Catching up with culture
Classes are officially back in session for the fall semester, but USF students don't exactly have to board themselves in the Library just yet.
With Labor Day just around the corner and about a week's worth of syllabuses to read through, Scene & Heard offers some late summer entertainment that is sure to ease you back into what should be a promising semester.
Jay-Z and Kanye West, "Watch the Throne"
The Throne - better known as superstar rappers Jay-Z and Kanye West - has released what may be the most outright enjoyable hip-hop album of the year.
While "Watch the Throne" never earns a spot next to either of its collaborators' classic albums like "The Blueprint" or "Graduation," there is enough style and substance to burn on each of the album's 12 tracks to keep you listening well into next season.
From the raucous Otis Redding-sampling track "Otis" to the soothing sounds of Odd Future member Frank Ocean crooning over the hook of "Made in America," the two rappers have proven that they are certainly sitting atop whatever throne they are so eager to protect.
In a summer that has seen original films like "Midnight in Paris" and "Attack the Block" become both critical and commercial successes, it seems a bit inappropriate to show an unneeded remake of an intelligent 1985 horror comedy many love.
The truth is that while the existence of the "Fright Night" remake is entirely unwarranted, the film makes a pretty convincing case for having been created. From a superb script by former "Buffy the Vampire Slayer" and "Mad Men" scribe Marti Noxon, "Lars and the Real Girl" helmer Craig Gillespie infuses this remake with genuine slow burn suspense over in-your-face jump scares.

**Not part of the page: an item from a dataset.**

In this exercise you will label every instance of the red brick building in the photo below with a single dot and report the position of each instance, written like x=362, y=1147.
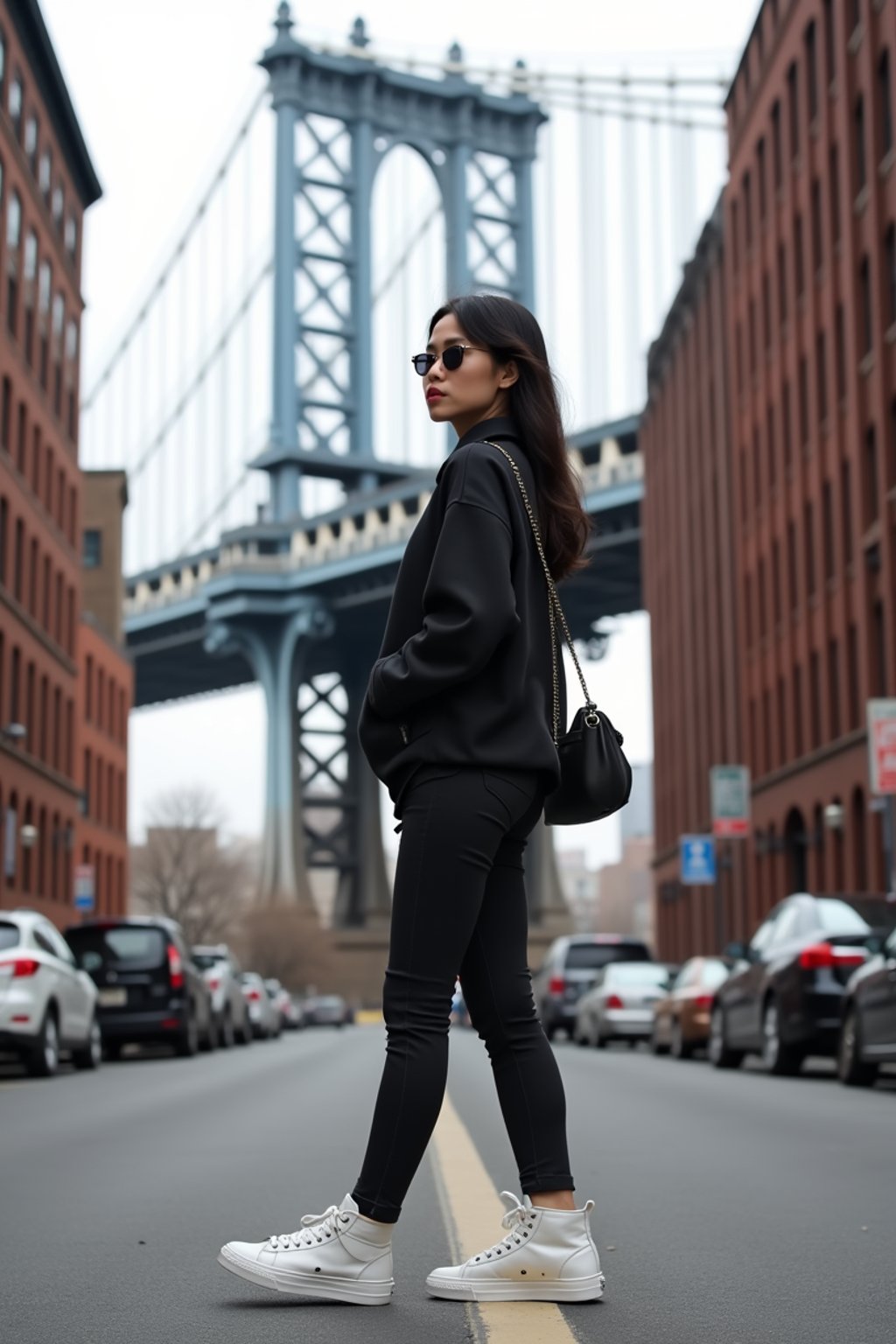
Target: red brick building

While a few spots of underwhelming digital effects fall flat, watching the chemistry between leads Anton Yelchin and Imogen Poots - along with the scene-stealing Colin Farrell and David Tennant - make this a film that leaves the original in its place while lending itself to a cult following of its very own.
"Writing Movies for Fun and Profit: How We Made a Billion Dollars at the Box Office and You Can, Too!"

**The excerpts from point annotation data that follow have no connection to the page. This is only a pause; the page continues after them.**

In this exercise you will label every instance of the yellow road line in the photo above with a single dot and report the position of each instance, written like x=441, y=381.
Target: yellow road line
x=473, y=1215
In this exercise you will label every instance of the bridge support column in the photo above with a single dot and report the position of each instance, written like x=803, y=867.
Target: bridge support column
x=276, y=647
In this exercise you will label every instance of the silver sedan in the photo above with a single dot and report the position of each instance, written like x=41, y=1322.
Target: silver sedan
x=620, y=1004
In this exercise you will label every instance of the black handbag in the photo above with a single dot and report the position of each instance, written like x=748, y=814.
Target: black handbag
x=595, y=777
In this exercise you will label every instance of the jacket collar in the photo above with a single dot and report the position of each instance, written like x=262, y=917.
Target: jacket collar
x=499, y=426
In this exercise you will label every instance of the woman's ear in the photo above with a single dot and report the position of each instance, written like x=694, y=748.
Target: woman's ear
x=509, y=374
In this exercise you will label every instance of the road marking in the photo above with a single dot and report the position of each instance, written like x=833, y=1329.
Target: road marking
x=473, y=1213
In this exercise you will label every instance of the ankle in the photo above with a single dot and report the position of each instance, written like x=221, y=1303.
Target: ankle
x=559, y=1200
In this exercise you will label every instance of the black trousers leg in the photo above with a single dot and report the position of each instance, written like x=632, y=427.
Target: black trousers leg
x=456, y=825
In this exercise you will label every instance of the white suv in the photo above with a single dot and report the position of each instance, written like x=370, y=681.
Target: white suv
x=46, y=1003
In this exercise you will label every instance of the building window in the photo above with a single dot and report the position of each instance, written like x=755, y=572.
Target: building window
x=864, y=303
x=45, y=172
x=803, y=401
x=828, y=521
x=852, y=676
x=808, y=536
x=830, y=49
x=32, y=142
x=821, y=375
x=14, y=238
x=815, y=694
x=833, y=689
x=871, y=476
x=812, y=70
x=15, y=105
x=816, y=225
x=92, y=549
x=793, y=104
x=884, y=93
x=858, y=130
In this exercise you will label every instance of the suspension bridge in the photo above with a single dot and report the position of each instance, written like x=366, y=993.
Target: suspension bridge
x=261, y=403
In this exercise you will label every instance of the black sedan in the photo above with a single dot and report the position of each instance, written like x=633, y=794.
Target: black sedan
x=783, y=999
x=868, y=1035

If you've ever watched the Comedy Central police comedy "Reno 911," there's a pretty good chance you know Thomas Lennon as the hot pants-obsessed Deputy Dangle and Robert Ben Garant as the lethargic and mustachioed Deputy Travis Junior. While these two make a hilarious comedic pairing, they are also one of the most sought after screenwriting teams in Hollywood.

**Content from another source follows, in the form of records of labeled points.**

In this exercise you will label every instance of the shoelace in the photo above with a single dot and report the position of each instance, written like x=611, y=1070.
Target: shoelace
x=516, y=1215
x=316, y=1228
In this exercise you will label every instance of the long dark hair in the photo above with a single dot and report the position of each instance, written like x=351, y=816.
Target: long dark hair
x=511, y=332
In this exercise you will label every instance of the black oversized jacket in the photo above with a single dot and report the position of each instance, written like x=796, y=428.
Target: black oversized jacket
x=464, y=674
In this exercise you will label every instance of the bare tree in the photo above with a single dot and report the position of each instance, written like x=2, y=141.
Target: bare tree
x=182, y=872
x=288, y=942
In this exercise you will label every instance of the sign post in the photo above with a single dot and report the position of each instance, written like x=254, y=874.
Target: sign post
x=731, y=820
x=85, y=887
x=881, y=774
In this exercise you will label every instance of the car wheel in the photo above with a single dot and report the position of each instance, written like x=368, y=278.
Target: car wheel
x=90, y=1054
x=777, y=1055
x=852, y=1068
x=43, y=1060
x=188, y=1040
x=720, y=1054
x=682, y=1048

Having written hugely successful films like "Night at the Museum" and "The Pacifier," Lennon and Garant offer plenty of advice on how to write for an audience and more importantly have your voice heard. Yet that doesn't mean "Writing Movies for Fun and Profit" is a screenwriting textbook - it's more like a fun romp through the highs and lows of this writing team's career as they try to offer you funny but honest advice.
Now Lennon and Garant aren't trying to teach you how to write the smash independent comedy of Sundance, because even the title of the book is very upfront about what the pair is after. However, with an industry that's more prone to start production on a "Herbie the Love Bug" series reboot before anything original, this book offers you some pretty good tips on how to work towards making the projects you actually like.